Mesmo no que temos chamado de arte contemporânea, o belo importa.
Continua importando. Pode ser um dos mais vigorosos problemas de
uma certa obra, aquele que permite vislumbrar a rede de questões (a
forma, o informe etc). Problema seriíssimo em uma postulação teórica
da arte, sobre a arte: o que faz ou não faz o belo ali, por que o belo
(o que por tal compreendemos) resolveu aparecer ou desaparecer, ou
transtornar toda a obra (pôr seu avesso, em casos) ou transtornar-nos.
Entretanto, o belo – o caráter do belo – já não atende nem procura nossa
calmaria ‘interior’, não se entrega ao conforto de nossa contemplação;
surge sim como conceito, urdidura, astúcia, estratégia, vontade de
distúrbio e de exame.
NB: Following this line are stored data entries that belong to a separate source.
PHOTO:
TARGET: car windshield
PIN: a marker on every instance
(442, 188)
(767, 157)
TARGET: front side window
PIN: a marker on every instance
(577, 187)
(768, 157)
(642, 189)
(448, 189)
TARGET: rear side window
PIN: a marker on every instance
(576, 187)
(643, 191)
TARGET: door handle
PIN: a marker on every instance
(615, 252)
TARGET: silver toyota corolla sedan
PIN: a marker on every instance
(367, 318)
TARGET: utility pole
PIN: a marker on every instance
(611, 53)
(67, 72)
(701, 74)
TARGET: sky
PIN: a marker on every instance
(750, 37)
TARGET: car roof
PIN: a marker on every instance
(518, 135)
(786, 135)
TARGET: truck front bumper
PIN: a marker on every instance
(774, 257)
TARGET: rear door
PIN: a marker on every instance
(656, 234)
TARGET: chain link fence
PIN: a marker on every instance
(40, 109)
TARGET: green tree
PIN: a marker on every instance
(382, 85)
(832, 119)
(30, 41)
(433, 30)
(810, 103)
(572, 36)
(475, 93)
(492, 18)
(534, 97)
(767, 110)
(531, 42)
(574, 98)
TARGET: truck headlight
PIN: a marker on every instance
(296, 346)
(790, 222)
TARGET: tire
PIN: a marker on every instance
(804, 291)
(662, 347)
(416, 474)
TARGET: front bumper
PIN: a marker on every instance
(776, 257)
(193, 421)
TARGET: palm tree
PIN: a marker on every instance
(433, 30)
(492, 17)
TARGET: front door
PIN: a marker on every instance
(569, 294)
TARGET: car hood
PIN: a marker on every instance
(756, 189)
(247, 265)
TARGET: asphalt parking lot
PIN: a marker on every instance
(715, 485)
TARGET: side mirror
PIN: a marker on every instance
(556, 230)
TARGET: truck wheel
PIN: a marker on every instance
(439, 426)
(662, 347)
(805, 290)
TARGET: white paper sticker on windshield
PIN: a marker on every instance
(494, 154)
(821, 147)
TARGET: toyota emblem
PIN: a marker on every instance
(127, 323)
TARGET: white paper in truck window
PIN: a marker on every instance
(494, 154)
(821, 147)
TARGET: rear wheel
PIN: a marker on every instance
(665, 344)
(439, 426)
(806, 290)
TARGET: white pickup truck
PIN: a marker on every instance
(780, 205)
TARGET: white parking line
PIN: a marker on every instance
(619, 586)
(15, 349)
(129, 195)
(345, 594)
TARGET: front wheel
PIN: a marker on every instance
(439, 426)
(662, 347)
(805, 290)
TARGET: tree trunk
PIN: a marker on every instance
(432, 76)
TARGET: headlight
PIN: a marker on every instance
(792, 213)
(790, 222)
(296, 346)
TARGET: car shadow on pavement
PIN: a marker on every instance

Não gostaria de usar a afirmativa presente em
estudiosos de arte diversos sobre existir hoje uma outra Estética,
nomenclatura a alternar-se com a de Teoria da Arte. Qualquer que
seja a atitude atual de uma Teoria da Arte a constituir-se far-se-á por
relações de ruptura com a Estética, embora tendo de dialogar com o
vasto conjunto de proposições que a própria Estética expunha como
fundamentais à sua feitura, tópicos de pensamento que retornam
diferidos e em circunstâncias e contingências histórico-artístico-
culturais bastante particulares. Já não estamos no mesmo solo, já não
lidamos com as mesmas pulsões, logo os fatores não são os mesmos.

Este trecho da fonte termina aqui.